Stacy’s half-formed wraith still wailed under the city streets. I’d have liked to think that taking down her killer would set her free to move on, but she wasn’t that kind of ghost. Artie had done something beyond mere murder: in the kitchen he’d babbled about a “special kill” and a “special spell.”
It was my brother’s idea, he’d whined. The same brother, I assumed, as the one who read him the riot act over the phone
about letting Carl have as much time with Caitlin as he wanted. His brother needed seeing-to.
Then there was Nicky Agnelli. He had a hand in this grim mess, and I still didn’t know why. If my paranoia held true and he’d been keeping magical tabs on me, he’d know what I had done by now. Taking off the Black Eye in the middle of Artie’s house, exposing me to Nicky’s pet seer, made sure of that. Nothing I could do about it now. I’d just have to hope I was wrong, that Jud was the one he was watching, or that I’d lucked out and nobody was looking my way. If not, things were about to get a lot more complicated.
And then there was Caitlin.

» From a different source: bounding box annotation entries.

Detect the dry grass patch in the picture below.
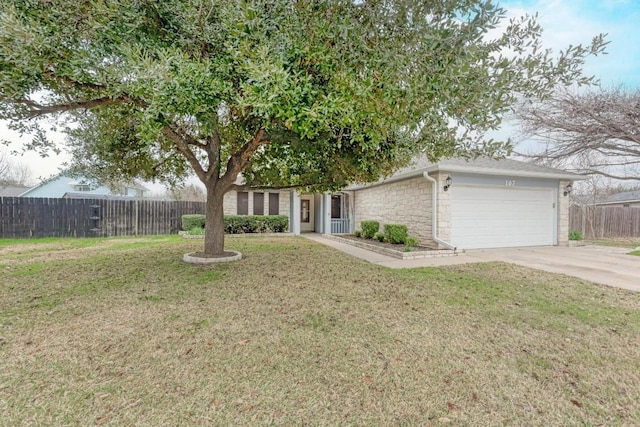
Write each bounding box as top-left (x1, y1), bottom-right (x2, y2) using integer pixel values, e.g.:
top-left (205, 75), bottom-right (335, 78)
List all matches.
top-left (0, 238), bottom-right (640, 426)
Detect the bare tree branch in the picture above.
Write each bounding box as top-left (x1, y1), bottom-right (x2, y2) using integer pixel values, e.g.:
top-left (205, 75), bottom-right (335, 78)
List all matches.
top-left (0, 95), bottom-right (142, 118)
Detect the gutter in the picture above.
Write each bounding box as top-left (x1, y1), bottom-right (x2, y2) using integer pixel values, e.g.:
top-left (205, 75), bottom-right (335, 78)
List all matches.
top-left (422, 172), bottom-right (457, 251)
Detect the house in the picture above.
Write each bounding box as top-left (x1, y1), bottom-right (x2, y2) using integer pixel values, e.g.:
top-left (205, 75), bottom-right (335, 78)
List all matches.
top-left (597, 190), bottom-right (640, 208)
top-left (0, 183), bottom-right (29, 197)
top-left (19, 173), bottom-right (149, 199)
top-left (224, 158), bottom-right (583, 249)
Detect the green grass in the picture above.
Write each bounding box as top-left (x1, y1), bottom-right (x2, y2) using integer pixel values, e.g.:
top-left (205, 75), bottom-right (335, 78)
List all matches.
top-left (586, 238), bottom-right (640, 249)
top-left (0, 236), bottom-right (640, 426)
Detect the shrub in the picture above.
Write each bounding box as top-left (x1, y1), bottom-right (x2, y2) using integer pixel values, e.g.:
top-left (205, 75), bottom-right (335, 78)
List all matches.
top-left (384, 224), bottom-right (407, 245)
top-left (569, 230), bottom-right (584, 240)
top-left (224, 215), bottom-right (289, 234)
top-left (404, 236), bottom-right (418, 252)
top-left (360, 220), bottom-right (380, 239)
top-left (182, 215), bottom-right (289, 234)
top-left (264, 215), bottom-right (289, 233)
top-left (182, 214), bottom-right (204, 231)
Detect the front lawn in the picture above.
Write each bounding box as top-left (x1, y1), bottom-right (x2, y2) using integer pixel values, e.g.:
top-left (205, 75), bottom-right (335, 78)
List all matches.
top-left (0, 237), bottom-right (640, 426)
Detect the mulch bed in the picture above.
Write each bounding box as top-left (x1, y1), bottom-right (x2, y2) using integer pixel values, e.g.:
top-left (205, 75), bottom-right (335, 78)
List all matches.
top-left (336, 234), bottom-right (435, 252)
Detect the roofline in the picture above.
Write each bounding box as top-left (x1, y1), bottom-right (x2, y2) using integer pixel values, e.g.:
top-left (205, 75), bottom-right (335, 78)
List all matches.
top-left (425, 164), bottom-right (587, 181)
top-left (18, 172), bottom-right (63, 197)
top-left (346, 164), bottom-right (587, 191)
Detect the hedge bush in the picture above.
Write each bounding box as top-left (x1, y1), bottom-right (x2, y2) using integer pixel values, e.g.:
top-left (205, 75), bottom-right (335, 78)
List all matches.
top-left (224, 215), bottom-right (289, 234)
top-left (384, 224), bottom-right (408, 245)
top-left (360, 220), bottom-right (380, 239)
top-left (182, 215), bottom-right (289, 234)
top-left (182, 214), bottom-right (204, 231)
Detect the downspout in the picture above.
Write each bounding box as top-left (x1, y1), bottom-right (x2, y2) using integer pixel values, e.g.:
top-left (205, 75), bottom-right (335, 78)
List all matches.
top-left (422, 172), bottom-right (457, 251)
top-left (342, 190), bottom-right (356, 233)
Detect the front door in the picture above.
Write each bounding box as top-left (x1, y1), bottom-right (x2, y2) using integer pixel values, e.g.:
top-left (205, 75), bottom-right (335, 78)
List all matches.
top-left (300, 195), bottom-right (315, 233)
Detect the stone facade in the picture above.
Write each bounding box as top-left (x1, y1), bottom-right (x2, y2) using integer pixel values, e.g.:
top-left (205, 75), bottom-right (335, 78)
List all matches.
top-left (354, 177), bottom-right (432, 245)
top-left (224, 190), bottom-right (291, 216)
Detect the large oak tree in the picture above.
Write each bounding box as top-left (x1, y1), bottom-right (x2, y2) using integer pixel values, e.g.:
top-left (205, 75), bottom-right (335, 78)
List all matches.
top-left (0, 0), bottom-right (604, 255)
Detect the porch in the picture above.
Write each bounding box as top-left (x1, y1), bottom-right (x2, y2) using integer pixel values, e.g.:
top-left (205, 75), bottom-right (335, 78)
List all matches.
top-left (290, 192), bottom-right (354, 234)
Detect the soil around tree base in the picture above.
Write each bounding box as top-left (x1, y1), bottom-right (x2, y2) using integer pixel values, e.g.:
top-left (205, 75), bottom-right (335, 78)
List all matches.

Maybe she’d gone back to hell. Maybe she hadn’t. I wasn’t sure what to think about Caitlin, only that I couldn’t stop seeing her every time I closed my eyes.
I went home, put Kaufman’s clothes in a trash bag, and fell back on my bedspread. I’d long since burned through the last of my adrenaline, moving on nothing but momentum and survival instinct. I didn’t have the strength left to do anything but sleep.
#
Orange light washed against my curtains as the hammering of a woodpecker dragged me from a fitful sleep. No, not a woodpecker, it was my main cell phone vibrating against my end table. I pushed myself up, groaning, and reached for it. Four missed calls. Wonderful.
“I’m here,” I said, rubbing my eyes.
“Daniel.” Bentley’s voice was a mixture of reproach and fear. “What did you do?”
News had spread fast. Naked, I ambled over to the desk and turned on my laptop, stifling a yawn.
“I, ah…things got complicated.”
“Did you kill those men?”
The Las Vegas Sun’s website showed a picture of Artie’s house, the front window smashed out and his doorframe licked by fire. The headline screamed, “Double Murder, Arson in Henderson.”